At the point where the path began to clamber up the hillside again, a semi-circle of large stones beckoned like a welcoming embrace. It didn’t look like much, but he realized this arc of boulders must be the remains of St. Levan’s chapel. “Chapel” — another misnomer. Oratory, maybe: a place of prayer, hardly large enough for a single hermit.
He set down his gear against the far wall. If he extended his arms, he could almost touch the other side of the cell. He closed his eyes, and turned slowly to take in the view as the good saint might have seen it.
Sweet Jesus. Yes.
Jack imagined sunrise over the eastern arm of the cliff. Waves, surging in trinities of increasing strength, broke themselves open upon the beach and headland. Grey seals and basking sharks — huge, but supposedly harmless — congregated in the surf at St. Levan’s feet like converts at a baptism.
Amused, he couldn’t help wondering: what would a holy fool do in this exalted spot?

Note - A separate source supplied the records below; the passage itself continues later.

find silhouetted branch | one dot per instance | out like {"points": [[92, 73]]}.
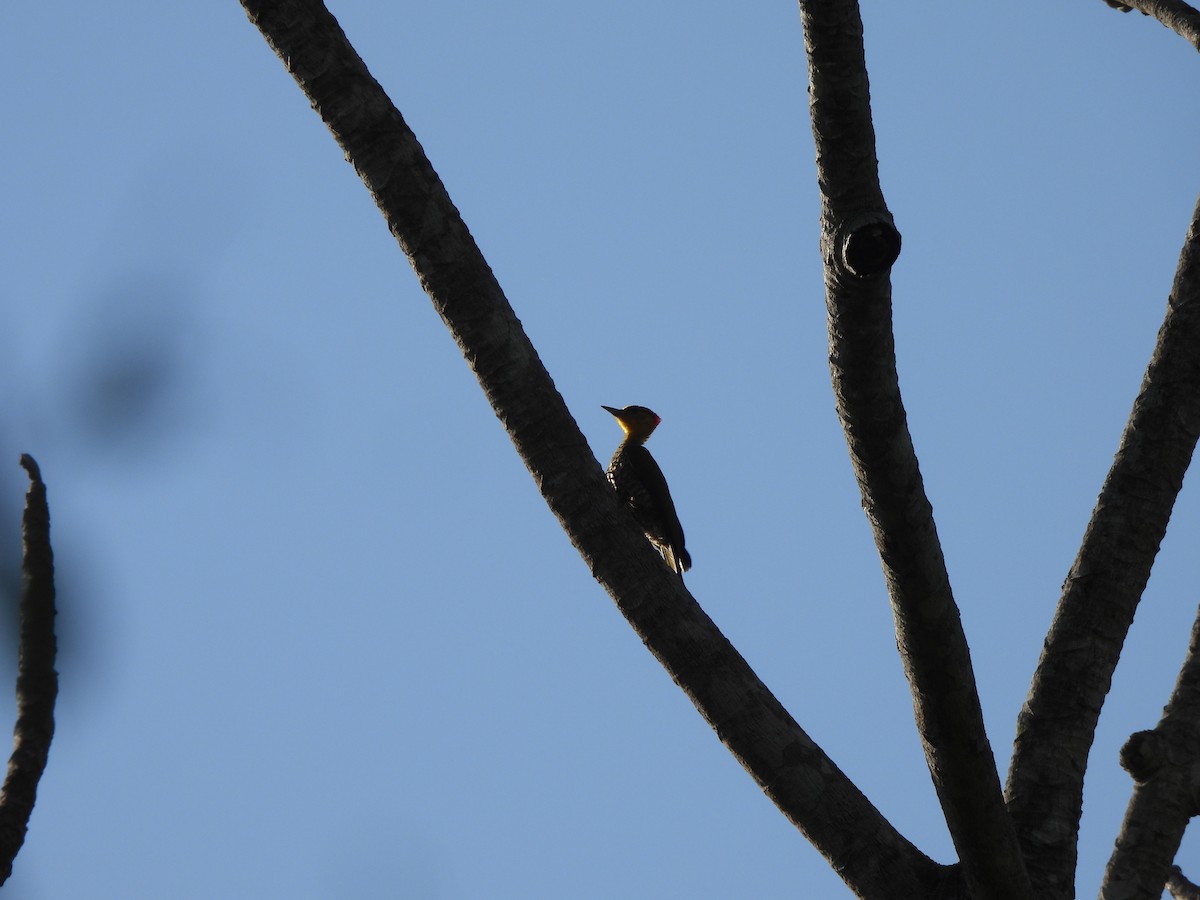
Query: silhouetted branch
{"points": [[37, 683], [1165, 767], [1057, 724], [856, 226], [1182, 18], [807, 786], [1179, 887]]}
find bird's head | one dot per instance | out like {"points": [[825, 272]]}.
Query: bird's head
{"points": [[636, 421]]}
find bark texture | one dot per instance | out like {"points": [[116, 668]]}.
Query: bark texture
{"points": [[1165, 767], [862, 359], [37, 683], [808, 787], [1182, 18], [1057, 724]]}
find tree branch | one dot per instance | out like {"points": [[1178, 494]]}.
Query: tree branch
{"points": [[37, 683], [1057, 724], [807, 786], [1165, 767], [862, 358], [1182, 18], [1179, 887]]}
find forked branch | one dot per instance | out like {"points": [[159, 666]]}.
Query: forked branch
{"points": [[807, 786], [862, 359], [1165, 767], [1057, 724]]}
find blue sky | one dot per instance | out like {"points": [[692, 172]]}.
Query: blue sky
{"points": [[322, 637]]}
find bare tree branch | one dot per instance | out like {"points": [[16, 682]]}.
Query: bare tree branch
{"points": [[807, 786], [862, 359], [1057, 723], [1179, 887], [37, 683], [1182, 18], [1165, 767]]}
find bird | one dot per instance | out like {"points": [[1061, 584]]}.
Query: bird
{"points": [[640, 485]]}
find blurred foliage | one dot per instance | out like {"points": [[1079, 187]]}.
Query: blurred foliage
{"points": [[118, 396]]}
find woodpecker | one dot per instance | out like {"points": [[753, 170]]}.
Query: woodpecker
{"points": [[639, 483]]}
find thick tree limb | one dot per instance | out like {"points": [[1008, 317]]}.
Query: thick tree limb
{"points": [[807, 786], [1182, 18], [1057, 723], [37, 683], [862, 359], [1165, 767]]}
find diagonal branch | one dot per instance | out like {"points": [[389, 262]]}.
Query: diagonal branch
{"points": [[1179, 886], [807, 786], [1182, 18], [862, 359], [1165, 767], [37, 683], [1057, 724]]}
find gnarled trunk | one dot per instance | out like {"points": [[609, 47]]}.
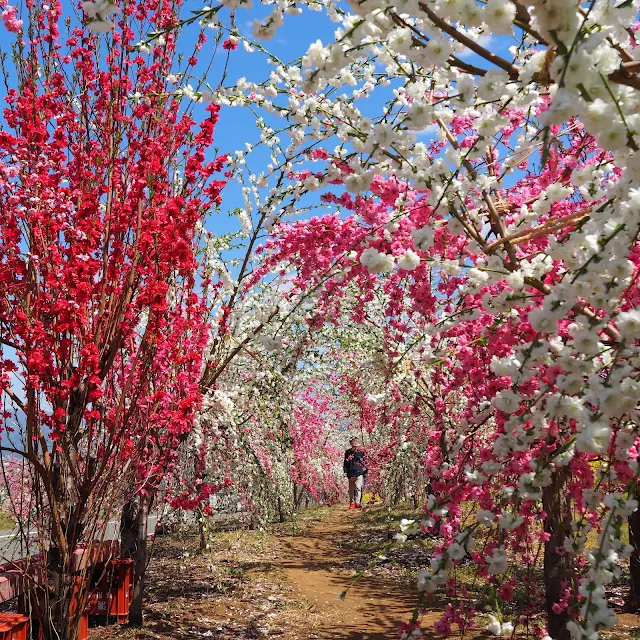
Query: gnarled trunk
{"points": [[558, 566]]}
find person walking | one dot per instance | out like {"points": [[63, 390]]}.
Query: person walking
{"points": [[355, 468]]}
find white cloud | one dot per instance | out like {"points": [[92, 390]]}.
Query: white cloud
{"points": [[485, 41]]}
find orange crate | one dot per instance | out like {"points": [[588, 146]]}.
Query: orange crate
{"points": [[112, 594], [13, 626]]}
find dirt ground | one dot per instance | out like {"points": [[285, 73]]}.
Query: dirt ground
{"points": [[285, 583]]}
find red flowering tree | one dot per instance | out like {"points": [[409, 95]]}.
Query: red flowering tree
{"points": [[101, 323]]}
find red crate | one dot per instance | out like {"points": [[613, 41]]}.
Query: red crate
{"points": [[13, 626], [79, 591], [112, 594]]}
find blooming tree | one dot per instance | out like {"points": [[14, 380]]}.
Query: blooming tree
{"points": [[102, 325]]}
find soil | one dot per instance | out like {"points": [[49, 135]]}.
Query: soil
{"points": [[285, 583], [318, 569]]}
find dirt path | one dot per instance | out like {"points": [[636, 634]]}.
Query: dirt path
{"points": [[318, 570]]}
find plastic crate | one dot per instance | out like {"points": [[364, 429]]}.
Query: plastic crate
{"points": [[112, 593], [13, 626]]}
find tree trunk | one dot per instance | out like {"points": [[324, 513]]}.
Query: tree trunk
{"points": [[558, 566], [281, 514], [133, 534], [632, 604]]}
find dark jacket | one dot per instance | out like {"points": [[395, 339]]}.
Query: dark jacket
{"points": [[354, 463]]}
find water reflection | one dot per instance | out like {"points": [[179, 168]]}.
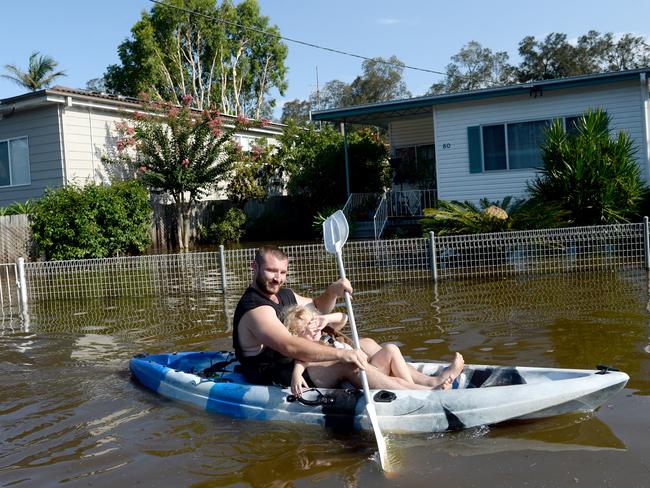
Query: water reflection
{"points": [[70, 412]]}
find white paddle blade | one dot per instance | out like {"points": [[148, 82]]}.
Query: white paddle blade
{"points": [[381, 442], [335, 232]]}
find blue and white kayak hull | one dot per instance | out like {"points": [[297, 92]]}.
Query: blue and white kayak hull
{"points": [[486, 395]]}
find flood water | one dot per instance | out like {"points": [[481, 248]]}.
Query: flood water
{"points": [[71, 415]]}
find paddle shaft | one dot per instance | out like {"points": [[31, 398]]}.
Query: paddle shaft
{"points": [[353, 327]]}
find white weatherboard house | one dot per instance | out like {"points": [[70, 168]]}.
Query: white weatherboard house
{"points": [[485, 143], [56, 136]]}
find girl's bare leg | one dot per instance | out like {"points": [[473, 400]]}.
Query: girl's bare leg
{"points": [[389, 360], [370, 347]]}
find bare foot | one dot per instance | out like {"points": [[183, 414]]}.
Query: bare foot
{"points": [[447, 384], [456, 367]]}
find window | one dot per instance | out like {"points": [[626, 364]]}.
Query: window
{"points": [[14, 162], [415, 165], [524, 142], [571, 125], [494, 147]]}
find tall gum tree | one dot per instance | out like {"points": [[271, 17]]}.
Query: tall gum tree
{"points": [[230, 65], [181, 153]]}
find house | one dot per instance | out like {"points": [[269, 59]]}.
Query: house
{"points": [[485, 143], [56, 136]]}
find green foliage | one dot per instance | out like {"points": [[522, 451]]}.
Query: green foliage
{"points": [[230, 228], [296, 111], [93, 221], [594, 178], [255, 175], [556, 57], [475, 67], [315, 162], [380, 81], [18, 208], [319, 219], [453, 217], [178, 152], [40, 72], [232, 65]]}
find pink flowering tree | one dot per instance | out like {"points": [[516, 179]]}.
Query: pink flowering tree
{"points": [[179, 152]]}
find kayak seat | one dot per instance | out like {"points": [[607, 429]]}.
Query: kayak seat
{"points": [[499, 376]]}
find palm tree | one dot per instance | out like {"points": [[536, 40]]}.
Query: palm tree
{"points": [[40, 72]]}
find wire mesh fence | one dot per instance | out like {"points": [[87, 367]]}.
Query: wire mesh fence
{"points": [[541, 251], [166, 274], [311, 267], [8, 288], [15, 237]]}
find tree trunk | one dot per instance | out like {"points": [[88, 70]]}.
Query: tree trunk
{"points": [[179, 226]]}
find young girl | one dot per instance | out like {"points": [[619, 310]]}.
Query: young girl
{"points": [[304, 322]]}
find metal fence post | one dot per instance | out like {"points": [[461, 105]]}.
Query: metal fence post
{"points": [[22, 283], [433, 257], [646, 242], [222, 265]]}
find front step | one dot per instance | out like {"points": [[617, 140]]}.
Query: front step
{"points": [[363, 229]]}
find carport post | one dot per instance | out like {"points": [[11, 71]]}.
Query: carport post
{"points": [[222, 265], [347, 164], [432, 257], [646, 242]]}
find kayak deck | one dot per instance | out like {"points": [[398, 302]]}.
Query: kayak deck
{"points": [[485, 394]]}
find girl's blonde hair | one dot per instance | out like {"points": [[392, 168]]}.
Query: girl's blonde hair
{"points": [[296, 318]]}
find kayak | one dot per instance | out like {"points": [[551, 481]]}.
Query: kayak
{"points": [[482, 395]]}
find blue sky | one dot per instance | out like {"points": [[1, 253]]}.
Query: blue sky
{"points": [[83, 35]]}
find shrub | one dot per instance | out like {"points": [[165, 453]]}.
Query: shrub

How would he spend his time? Earn his bread, acquire his food? In this deserted landscape — on solid granite, a land so blasted by the elements it can scarcely form pockets of soil in fissures between the rocks — what would sustain the people to whom he was meant to minister? Where would he find the pagan souls for whom he was supposed to pray and preach?
(c) Loranne Brown 2014
Jack was an undemanding companion: cheap to feed; didn’t make a mess in the bathroom. Even though he drove the agenda, he never once begged me to slow down on the A30 or asked “Are we done here yet?” And, though we clambered the same cliffside, his experience of the spot is different than mine.
Ultimately, the act of translation requires one to enter the point of view of a character so thoroughly you develop two memory sets of the place.